Hormis quelques moments de grâce, où s’esquissent un parallélisme, une interaction avec les traducteurs de leurs sentiments, le metteur en scène portugais ne semble pas, sans pour autant les occulter, avoir cherché à les solliciter davantage, sous le masque du hiératisme, souvent fixé sur la ligne bleue des Vosges, que dans une version mise en espace. Pour ne pas entraver la concentration physique exigée par le chant, a fortiori dans cette partition ?
D’autant que la distribution multiplie les prises de rôles. Voix immédiatement prenante, le ténor britannique Alexander Robin Baker fait preuve, en Jeune Marin comme en Berger, d’un modelé remarquable. Si le baryton américain Scott Hendricks, renfrogné et abandonné à lui-même, au I, donne davantage de relief à Kurwenal, au III, le Coréen Jongmin Park déploie, dans une économie du geste qui sied indéniablement à Marke, et sans la moindre emphase, une basse d’un velours abyssal, portée par un legato et une dynamique comme infinis.
À force d’enfler le bas du registre, pour donner à Brangäne une assise de contralto, la mezzo française Aude Extrémo finit par assécher et durcir un métal opulent, au point de priver ses « Appels », même lancés de dos, de leur halo lunaire.
Samuel Sakker inquiète d’abord, Tristan presque effacé, au I, par une émission prisonnière de la gorge. Et qui s’accorde mal, de surcroît, à la technique très germanique, brillante et dans le masque, de son Isolde. Sans arracher au jeune ténor australien ces accents de détresse et de délire qui ont mené nombre de ses prédécesseurs au bord de la rupture, une agonie presque étale, par sa maîtrise des ressources inentamées du souffle et du timbre, révèle enfin un potentiel authentiquement wagnérien.
Mozartienne de très haut rang qui, ces dernières années, s’est orientée vers des emplois plus larges, Dorothea Röschmann atteint, avec Isolde, l’extrême limite de ses moyens. L’aigu – et pas seulement le contre-ut ! – est hors de portée, et l’ampleur de la tessiture la cantonne à une véhémence vibrante, sans doute, mais trop constante pour ne pas trahir l’effort et l’inconfort.
Peut-être les dimensions de la salle, son acoustique, auraient-elles permis à la soprano allemande de tenter une autre voie, sur laquelle Leo Hussain, probablement, l’aurait suivie, et la précède même déjà.
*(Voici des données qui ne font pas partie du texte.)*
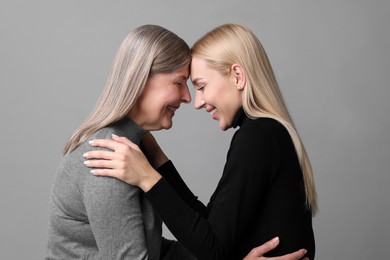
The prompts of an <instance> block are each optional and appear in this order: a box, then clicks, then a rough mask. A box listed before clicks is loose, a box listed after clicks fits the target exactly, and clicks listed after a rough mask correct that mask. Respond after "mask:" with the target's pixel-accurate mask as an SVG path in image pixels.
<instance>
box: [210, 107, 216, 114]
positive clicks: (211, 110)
mask: <svg viewBox="0 0 390 260" xmlns="http://www.w3.org/2000/svg"><path fill="white" fill-rule="evenodd" d="M209 113H210V115H214V114H215V113H217V108H214V109H213V110H211V111H210V112H209Z"/></svg>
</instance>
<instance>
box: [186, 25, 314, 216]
mask: <svg viewBox="0 0 390 260" xmlns="http://www.w3.org/2000/svg"><path fill="white" fill-rule="evenodd" d="M192 55H193V57H199V58H201V59H204V60H205V61H206V62H207V64H208V66H210V68H213V69H216V70H217V71H219V72H220V73H222V74H223V75H227V74H228V73H229V72H230V68H231V66H232V65H233V64H234V63H238V64H240V65H241V66H242V67H243V68H244V70H245V72H246V86H245V88H244V90H243V108H244V111H245V113H246V114H247V115H248V116H249V117H252V118H256V117H268V118H273V119H275V120H277V121H278V122H280V123H281V124H282V125H283V126H284V127H285V128H286V129H287V130H288V132H289V134H290V136H291V138H292V140H293V143H294V146H295V150H296V152H297V155H298V158H299V162H300V165H301V169H302V172H303V179H304V183H305V193H306V205H307V207H308V208H309V209H310V210H311V212H312V215H315V213H316V212H317V209H318V207H317V194H316V189H315V185H314V178H313V171H312V167H311V164H310V160H309V157H308V155H307V153H306V150H305V147H304V145H303V143H302V141H301V139H300V137H299V135H298V133H297V130H296V129H295V126H294V123H293V120H292V118H291V116H290V114H289V112H288V110H287V106H286V104H285V102H284V100H283V97H282V94H281V92H280V90H279V87H278V84H277V82H276V79H275V75H274V73H273V70H272V67H271V64H270V62H269V60H268V57H267V54H266V52H265V50H264V49H263V47H262V45H261V43H260V41H259V40H258V38H257V37H256V36H255V35H254V34H253V32H251V31H250V30H249V29H248V28H246V27H245V26H242V25H237V24H225V25H222V26H219V27H217V28H215V29H213V30H212V31H210V32H208V33H207V34H206V35H204V36H203V37H202V38H200V39H199V40H198V41H197V42H196V43H195V44H194V46H193V47H192Z"/></svg>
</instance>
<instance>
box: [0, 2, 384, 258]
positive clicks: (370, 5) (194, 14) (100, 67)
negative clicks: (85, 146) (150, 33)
mask: <svg viewBox="0 0 390 260" xmlns="http://www.w3.org/2000/svg"><path fill="white" fill-rule="evenodd" d="M226 22H237V23H242V24H245V25H247V26H249V27H250V28H251V29H252V30H253V31H254V32H255V33H256V34H257V35H258V37H259V38H260V39H261V41H262V43H263V45H264V47H265V49H266V51H267V52H268V55H269V58H270V60H271V63H272V64H273V67H274V70H275V73H276V75H277V78H278V81H279V83H280V87H281V89H282V91H283V94H284V96H285V98H286V101H287V104H288V106H289V109H290V111H291V113H292V115H293V117H294V119H295V122H296V125H297V127H298V129H299V132H300V133H301V135H302V138H303V141H304V143H305V144H306V147H307V150H308V152H309V155H310V157H311V160H312V164H313V167H314V171H315V181H316V184H317V189H318V196H319V206H320V212H319V214H318V215H317V216H316V217H315V218H314V230H315V235H316V242H317V259H384V258H388V255H389V253H390V251H389V248H390V227H389V220H390V206H389V202H388V201H389V198H390V196H389V195H390V191H389V189H388V187H387V186H388V185H389V183H390V175H389V166H390V163H389V161H390V136H389V132H390V123H389V115H388V114H389V112H390V102H389V98H390V89H389V82H390V70H389V66H390V54H389V47H390V33H389V32H390V30H389V29H388V26H389V24H390V2H389V1H388V0H382V1H381V0H372V1H366V0H349V1H347V0H331V1H330V0H328V1H309V0H307V1H305V0H295V1H289V0H286V1H279V0H270V1H261V0H252V1H233V0H224V1H206V0H203V1H179V0H177V1H174V0H166V1H150V0H146V1H145V0H144V1H125V0H118V1H102V0H99V1H98V0H94V1H92V0H88V1H87V0H86V1H82V0H78V1H75V0H67V1H55V0H50V1H49V0H41V1H28V0H26V1H21V0H5V1H4V0H1V1H0V73H1V76H0V86H1V95H0V120H1V121H0V122H1V135H0V145H1V150H0V160H1V165H0V167H1V177H2V178H1V181H0V203H1V213H0V259H42V258H43V256H44V251H45V245H46V239H47V221H48V214H47V205H48V197H49V191H50V185H51V182H52V179H53V175H54V172H55V170H56V167H57V164H58V162H59V160H60V158H61V150H62V148H63V146H64V144H65V141H66V139H67V138H68V137H69V135H70V134H71V132H72V131H73V130H74V129H75V128H76V127H77V126H78V125H79V124H80V122H81V121H82V120H83V119H84V118H85V116H86V115H87V113H88V112H89V111H90V109H91V108H92V106H93V104H94V103H95V101H96V99H97V97H98V95H99V93H100V91H101V89H102V86H103V85H104V83H105V80H106V77H107V74H108V70H109V67H110V63H111V60H112V58H113V56H114V54H115V52H116V49H117V47H118V45H119V43H120V42H121V41H122V39H123V38H124V37H125V35H126V34H127V33H128V32H129V31H130V30H132V29H133V28H134V27H136V26H139V25H142V24H146V23H153V24H159V25H162V26H164V27H166V28H168V29H170V30H172V31H174V32H176V33H177V34H178V35H179V36H181V37H183V38H184V39H185V40H186V41H187V42H188V43H189V44H190V45H191V44H192V43H193V42H194V41H195V40H196V39H197V38H198V37H199V36H201V35H202V34H204V33H205V32H206V31H208V30H209V29H211V28H212V27H215V26H217V25H220V24H222V23H226ZM232 133H233V131H231V130H230V131H227V132H221V131H220V130H219V128H218V126H217V123H216V122H215V121H213V120H211V119H210V116H209V115H208V114H207V113H205V112H204V111H202V112H199V111H196V110H195V109H193V106H192V104H191V105H183V106H182V109H181V110H180V111H179V112H178V113H177V115H176V116H175V119H174V127H173V128H172V129H171V130H169V131H161V132H158V133H156V137H157V139H158V140H159V142H160V144H161V145H162V147H163V148H164V149H165V151H166V153H167V154H168V155H169V156H170V157H171V158H172V160H173V161H174V162H175V163H176V165H177V168H178V169H179V170H180V172H181V173H182V175H183V178H184V179H185V180H186V181H187V182H188V183H189V185H190V187H191V188H192V189H193V191H194V192H195V193H196V194H198V195H199V197H200V199H201V200H202V201H203V202H207V201H208V198H209V196H210V195H211V193H212V191H213V189H214V187H215V186H216V182H217V180H218V178H219V177H220V175H221V172H222V168H223V165H224V160H225V156H226V151H227V148H228V146H229V142H230V138H231V136H232ZM165 234H166V236H168V237H170V236H171V235H170V234H169V232H167V231H166V230H165Z"/></svg>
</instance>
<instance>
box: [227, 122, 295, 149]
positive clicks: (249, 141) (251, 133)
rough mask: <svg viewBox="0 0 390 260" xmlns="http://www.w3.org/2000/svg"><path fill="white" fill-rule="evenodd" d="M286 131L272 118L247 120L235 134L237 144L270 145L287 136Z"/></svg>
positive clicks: (235, 139) (286, 129)
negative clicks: (267, 144)
mask: <svg viewBox="0 0 390 260" xmlns="http://www.w3.org/2000/svg"><path fill="white" fill-rule="evenodd" d="M288 135H289V134H288V132H287V129H286V128H285V127H284V126H283V125H282V124H281V123H279V122H278V121H277V120H275V119H272V118H257V119H247V121H246V122H245V123H244V124H243V125H242V126H241V128H240V129H239V130H237V132H236V133H235V136H234V139H235V141H236V142H237V141H238V142H248V143H256V142H260V143H262V144H272V143H275V142H277V141H278V140H279V139H280V138H282V137H285V136H288Z"/></svg>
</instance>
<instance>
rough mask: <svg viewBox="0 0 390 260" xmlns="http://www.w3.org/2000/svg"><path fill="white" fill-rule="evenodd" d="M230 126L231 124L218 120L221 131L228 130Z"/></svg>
mask: <svg viewBox="0 0 390 260" xmlns="http://www.w3.org/2000/svg"><path fill="white" fill-rule="evenodd" d="M231 127H232V125H231V124H228V123H226V122H221V121H219V128H221V130H222V131H226V130H228V129H229V128H231Z"/></svg>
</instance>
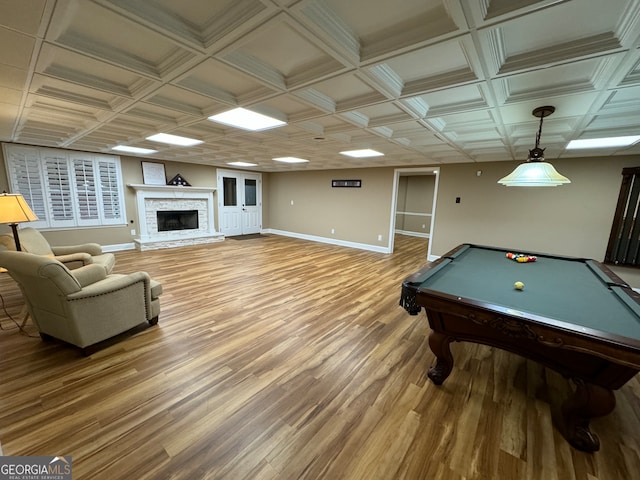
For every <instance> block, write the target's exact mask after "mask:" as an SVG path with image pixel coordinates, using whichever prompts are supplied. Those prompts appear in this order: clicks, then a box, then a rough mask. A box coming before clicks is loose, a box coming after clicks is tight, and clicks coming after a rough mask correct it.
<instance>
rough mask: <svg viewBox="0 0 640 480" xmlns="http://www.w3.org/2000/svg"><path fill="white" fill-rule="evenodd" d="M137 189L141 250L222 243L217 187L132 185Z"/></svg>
mask: <svg viewBox="0 0 640 480" xmlns="http://www.w3.org/2000/svg"><path fill="white" fill-rule="evenodd" d="M129 187H130V188H132V189H133V190H135V191H136V200H137V202H136V203H137V206H138V228H139V229H140V230H139V238H134V243H135V245H136V248H137V249H139V250H155V249H159V248H173V247H181V246H184V245H200V244H203V243H211V242H219V241H221V240H224V235H222V234H221V233H219V232H217V231H216V230H215V225H214V201H213V193H214V192H215V188H211V187H182V186H181V187H177V186H173V185H139V184H130V185H129Z"/></svg>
Sans faire de la clarté une fin, le chef britannique ne cherche pas à creuser une matière qui n’existe pas, dès lors que l’Orchestre National de Lorraine, autrement à la hauteur du défi, manque de cordes et de corps. Et, tout en prenant le temps de soigner ses courbes et miroitements, son Tristan avance. Sans parvenir à éviter la désertion, aux deux entractes, d’une partie, tout sauf infime, du public.